In the centre of Athens, southeast of the National Garden, excavations have brought to light a large bath complex of the late Roman period. In this area next to the Ilissos river, incorporated into the city of Athens during the reign of Hadrian in the 2nd century CE, sanctuaries, public buildings and luxurious private villas were built. The lush landscape of the area, one of the most beautiful suburbs of the city, offered the Athenians an idyllic, refreshing environment suitable for strolls and discussions.

The so-called Bath of Zappeion is an excellently preserved bathhouse (balneum), a public bath for the inhabitants of the city. A large part of it remains unexplored as it extends east and west beneath the present urban fabric. The construction of the bath dates back to the end of the 3rd or the beginning of the 4th century CE, after the raid of the Heruli on Athens. Among the architectural remnants identified are two hypocaust rooms, two heating furnaces (praefurnium) and nine cisterns.
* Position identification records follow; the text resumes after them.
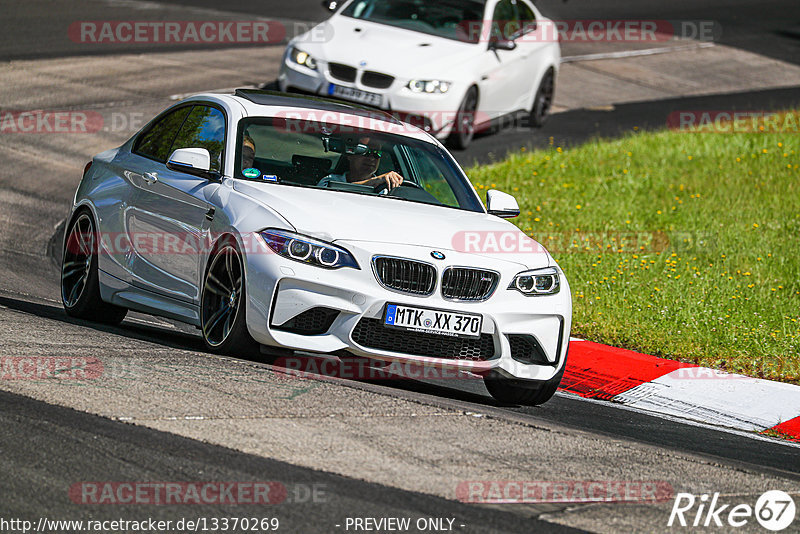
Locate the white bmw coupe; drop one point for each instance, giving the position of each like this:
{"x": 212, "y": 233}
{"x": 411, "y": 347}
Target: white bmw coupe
{"x": 305, "y": 224}
{"x": 452, "y": 67}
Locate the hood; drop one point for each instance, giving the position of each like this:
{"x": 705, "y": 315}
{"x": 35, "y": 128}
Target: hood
{"x": 337, "y": 216}
{"x": 396, "y": 51}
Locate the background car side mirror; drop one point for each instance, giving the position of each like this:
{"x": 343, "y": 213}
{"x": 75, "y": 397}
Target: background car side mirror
{"x": 502, "y": 44}
{"x": 195, "y": 161}
{"x": 501, "y": 204}
{"x": 331, "y": 5}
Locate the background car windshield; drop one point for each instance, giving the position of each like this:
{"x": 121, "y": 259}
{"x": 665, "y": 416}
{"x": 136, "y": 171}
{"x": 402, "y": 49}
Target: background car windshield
{"x": 452, "y": 19}
{"x": 316, "y": 155}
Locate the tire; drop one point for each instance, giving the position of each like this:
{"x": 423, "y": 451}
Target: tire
{"x": 540, "y": 111}
{"x": 506, "y": 391}
{"x": 464, "y": 127}
{"x": 80, "y": 284}
{"x": 223, "y": 308}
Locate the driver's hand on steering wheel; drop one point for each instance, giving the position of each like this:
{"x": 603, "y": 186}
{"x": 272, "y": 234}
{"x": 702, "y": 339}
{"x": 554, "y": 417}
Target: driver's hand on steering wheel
{"x": 390, "y": 180}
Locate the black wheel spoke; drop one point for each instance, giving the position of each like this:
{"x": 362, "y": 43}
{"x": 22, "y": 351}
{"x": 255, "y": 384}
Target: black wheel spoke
{"x": 221, "y": 292}
{"x": 77, "y": 261}
{"x": 218, "y": 287}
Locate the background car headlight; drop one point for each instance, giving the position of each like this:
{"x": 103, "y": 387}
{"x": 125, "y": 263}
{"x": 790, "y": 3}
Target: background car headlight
{"x": 307, "y": 250}
{"x": 302, "y": 58}
{"x": 429, "y": 86}
{"x": 537, "y": 282}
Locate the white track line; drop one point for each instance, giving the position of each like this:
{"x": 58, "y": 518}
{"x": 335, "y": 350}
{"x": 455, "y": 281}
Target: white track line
{"x": 635, "y": 53}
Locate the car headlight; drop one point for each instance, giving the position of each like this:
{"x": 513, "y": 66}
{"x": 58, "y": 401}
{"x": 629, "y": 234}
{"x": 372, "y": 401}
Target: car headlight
{"x": 302, "y": 58}
{"x": 307, "y": 250}
{"x": 537, "y": 282}
{"x": 429, "y": 86}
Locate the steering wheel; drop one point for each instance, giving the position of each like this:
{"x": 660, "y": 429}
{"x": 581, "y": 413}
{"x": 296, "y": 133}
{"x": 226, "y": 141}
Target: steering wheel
{"x": 378, "y": 189}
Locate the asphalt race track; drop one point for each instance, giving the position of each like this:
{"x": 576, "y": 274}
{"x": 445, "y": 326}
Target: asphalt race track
{"x": 163, "y": 410}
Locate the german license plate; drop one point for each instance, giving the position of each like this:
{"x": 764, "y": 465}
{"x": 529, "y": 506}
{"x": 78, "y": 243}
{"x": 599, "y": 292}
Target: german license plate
{"x": 446, "y": 323}
{"x": 357, "y": 95}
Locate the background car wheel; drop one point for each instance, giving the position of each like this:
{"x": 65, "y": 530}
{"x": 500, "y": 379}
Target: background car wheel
{"x": 223, "y": 306}
{"x": 506, "y": 391}
{"x": 80, "y": 286}
{"x": 464, "y": 128}
{"x": 544, "y": 100}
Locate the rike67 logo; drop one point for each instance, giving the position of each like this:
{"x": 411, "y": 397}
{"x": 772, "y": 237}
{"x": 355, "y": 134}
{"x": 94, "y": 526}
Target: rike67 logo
{"x": 774, "y": 510}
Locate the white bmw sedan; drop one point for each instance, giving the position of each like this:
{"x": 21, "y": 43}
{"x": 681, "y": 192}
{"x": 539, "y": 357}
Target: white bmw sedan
{"x": 305, "y": 224}
{"x": 452, "y": 67}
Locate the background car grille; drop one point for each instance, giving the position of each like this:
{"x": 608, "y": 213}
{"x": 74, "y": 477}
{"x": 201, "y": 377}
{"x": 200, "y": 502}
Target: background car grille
{"x": 462, "y": 283}
{"x": 342, "y": 72}
{"x": 311, "y": 322}
{"x": 371, "y": 333}
{"x": 376, "y": 79}
{"x": 408, "y": 276}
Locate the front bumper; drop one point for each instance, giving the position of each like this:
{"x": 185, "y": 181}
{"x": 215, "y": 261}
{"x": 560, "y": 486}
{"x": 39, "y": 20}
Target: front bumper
{"x": 280, "y": 290}
{"x": 434, "y": 113}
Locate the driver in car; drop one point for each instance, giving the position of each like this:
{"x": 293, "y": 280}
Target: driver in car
{"x": 363, "y": 161}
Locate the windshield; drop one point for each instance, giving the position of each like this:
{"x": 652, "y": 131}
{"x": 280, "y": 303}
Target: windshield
{"x": 316, "y": 155}
{"x": 452, "y": 19}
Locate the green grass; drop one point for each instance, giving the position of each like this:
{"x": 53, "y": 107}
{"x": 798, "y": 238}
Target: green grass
{"x": 682, "y": 245}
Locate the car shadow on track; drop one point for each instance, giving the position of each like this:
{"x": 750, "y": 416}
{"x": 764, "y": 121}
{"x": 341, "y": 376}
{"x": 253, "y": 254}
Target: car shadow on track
{"x": 281, "y": 361}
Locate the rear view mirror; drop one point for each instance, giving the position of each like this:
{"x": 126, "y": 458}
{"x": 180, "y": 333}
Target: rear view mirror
{"x": 331, "y": 5}
{"x": 501, "y": 204}
{"x": 502, "y": 44}
{"x": 196, "y": 161}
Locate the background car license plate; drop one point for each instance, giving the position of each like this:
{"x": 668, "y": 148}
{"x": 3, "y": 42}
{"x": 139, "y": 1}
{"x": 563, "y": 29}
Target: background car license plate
{"x": 441, "y": 322}
{"x": 373, "y": 99}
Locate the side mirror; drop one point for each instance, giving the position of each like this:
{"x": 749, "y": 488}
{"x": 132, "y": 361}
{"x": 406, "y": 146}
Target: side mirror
{"x": 502, "y": 44}
{"x": 501, "y": 204}
{"x": 331, "y": 5}
{"x": 196, "y": 161}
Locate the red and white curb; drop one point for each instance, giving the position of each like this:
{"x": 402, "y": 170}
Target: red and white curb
{"x": 681, "y": 390}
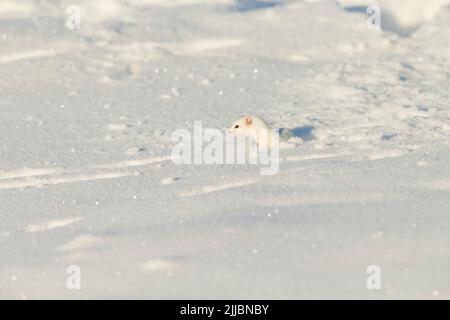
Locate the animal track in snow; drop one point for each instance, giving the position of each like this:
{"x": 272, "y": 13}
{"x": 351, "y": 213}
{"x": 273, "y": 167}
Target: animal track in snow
{"x": 217, "y": 187}
{"x": 53, "y": 224}
{"x": 27, "y": 177}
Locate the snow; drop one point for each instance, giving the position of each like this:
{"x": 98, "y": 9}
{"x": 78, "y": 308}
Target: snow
{"x": 87, "y": 177}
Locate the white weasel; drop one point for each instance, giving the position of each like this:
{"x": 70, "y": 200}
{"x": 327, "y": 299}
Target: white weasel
{"x": 258, "y": 129}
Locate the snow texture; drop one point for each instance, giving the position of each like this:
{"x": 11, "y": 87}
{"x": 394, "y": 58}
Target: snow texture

The large space identified as the caldarium, or hot bath chamber, has 15 hypocaust pilasters that supported the floor and partition walls for the underground communication of the hot air with the prefurnia. The tepidarium, the room for the lukewarm bath, is located to the north. Its floor was supported by 17 small marble columns, whose initial use was funerary. The air was heated in three small tanks and directed into the hypocaust rooms through arched passages. Vertical openings in the walls of the tanks through which the hot air passed served to heat the walls. Finally, the excavations revealed a rectangular tank lined with marble slabs on the outside and a thick layer of hydraulic mortar on the inside, which channelled water into two marble basins.

In the 5th and 6th centuries, extensive repair and extension works were carried out after the destruction of the bath, probably related to the raid of Alaric (396 CE). The hypocaust chambers and the small tanks were repaired and the bathhouse was equipped with four new paved cisterns.

In one of the cisterns built in this second phase of the bathhouse, makeshift wall paintings were found on the northern wall. Researchers attributed them to the use of the site in the following centuries as a shelter or martyrdom, a place dedicated to the memory of a Christian who was killed for defending his religious faith. Later, during Byzantine times, the space was used for storage, as large pithoi (storage jars) were wedged into the floors and built-in storage containers were placed into the rooms. In the late Byzantine period, two kilns were constructed, and, after the foundation of the Greek state, the area was covered during the landscaping of the National Garden.